Source code for laue_dials.command_line.predict

#!/usr/bin/env python
"""
This script predicts reflections for integration
"""

import logging
import sys
import time
from itertools import repeat
from multiprocessing import Pool

import gemmi
import libtbx.phil
import numpy as np
from dials.algorithms.spot_prediction import ray_intersection
from dials.array_family import flex
from dials.array_family.flex import reflection_table
from dials.util import show_mail_handle_errors
from dials.util.options import (ArgumentParser,
                                reflections_and_experiments_from_files)
from dxtbx.model import ExperimentList

from laue_dials.algorithms.outliers import gen_kde
from laue_dials.utils.version import laue_version

# Print laue-dials + DIALS versions
laue_version()

logger = logging.getLogger("laue-dials.command_line.predict")

help_message = """
This script predicts reflections for integration using a refined geometry experiment and reflection file.

This program takes a refined geometry experiment and reflection file, builds a
DIALS experiment list and reflection table, and predicts the feasible set of
reflections on the detector for integration using the refined geometry.

The output is a predicted reflection table (predicted.refl), which contains
the necessary information for the integrator to locate predicted spots
and integrate them.

Examples::

    laue.predict [options] poly_refined.expt poly_refined.refl
"""

# Set the phil scope
phil_scope = libtbx.phil.parse(
    """
output {
  reflections = 'predicted.refl'
    .type = str
    .help = "The output reflection table filename."

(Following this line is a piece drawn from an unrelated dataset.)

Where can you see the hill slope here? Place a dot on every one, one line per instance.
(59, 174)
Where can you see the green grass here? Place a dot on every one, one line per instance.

  log = 'laue.predict.log'
    .type = str
    .help = "The log filename."
  }

nproc = 1
  .type = int
  .help = Number of parallel processes to run

wavelengths {
  lam_min = None
    .type = float(value_min=0.1)
    .help = "Minimum wavelength for beam spectrum"
  lam_max = None
    .type = float(value_min=0.2)
    .help = "Maximum wavelength for beam spectrum"
  }

reciprocal_grid {
  d_min = None
    .type = float(value_min=0.1)
    .help = "Minimum d-spacing for reflecting planes"
  }

cutoff_log_probability = 0.
  .type = float
  .help = "The cutoff threshold for removing unlikely reflections"
""",
    process_includes=True,
)

working_phil = phil_scope.fetch(sources=[phil_scope])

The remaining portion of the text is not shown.